Lady Cathcart spent a tearful morning in her bedroom. She knew there was no time to be lost. She locked her door, took off all her clothes, and sewed her more valuable jewels in the folds of her voluminous petticoats. She plaited more in her magnificent hair. The title-deeds to her house she hid even more carefully. Behind a heavy curtain was a concealed door. She put the title-deeds, wrapped in oiled paper, in an iron chest behind the door and fastened the key around her naked waist. Mortification at his ferocious disregard for her beauty and his preoccupation with her money nerved her to outwit this derisive, fortune-hunting Irishman.
He swaggered about Welwyn Manor as if he owned it. He was familiar with the maids. He drank, gambled, sang bawdy choruses with the stable boys one-day and beat them the next, much to their astonishment. He kept up a brisk sale of Lady Cathcart’s movable property, horses, silver, pictures, books. The dealers chuckled when he brought them her trousseau.
“If you’d only get me some real money with a mortgage on this castle,” he retorted when Lady Cathcart appealed to his honour, “I’d drop this tawdry hawking like a shot.”
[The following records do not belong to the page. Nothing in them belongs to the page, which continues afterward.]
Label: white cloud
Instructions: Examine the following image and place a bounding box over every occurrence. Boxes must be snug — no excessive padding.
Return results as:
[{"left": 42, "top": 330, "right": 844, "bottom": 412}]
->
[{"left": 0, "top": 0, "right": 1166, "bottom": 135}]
“I’ll never do that,” she said. “I’m humiliated enough before the servants and neighbours. They all know what takes you to London so often.”
Maguire grinned broadly. “My attorney says it would be al quite simple. All he needs is your signature and your title-deeds. He’s lend me ten thousand pounds.”
“Clever man,” she scoffed. “Did he tell you how to pay it back? Have you no money?”
“Not a penny; never had. Where are those deeds, Elizabeth?”
“My attorney has them.”
“Liar! He says you have them here at Welwyn.”
“You saw him?”
“Yesterday. Wouldn’t lend me a penny and showed me the door, damn his yellow foxy face!”
Lady Cathcart looked at him thoughtfully and left the room, wondering what his next move would be.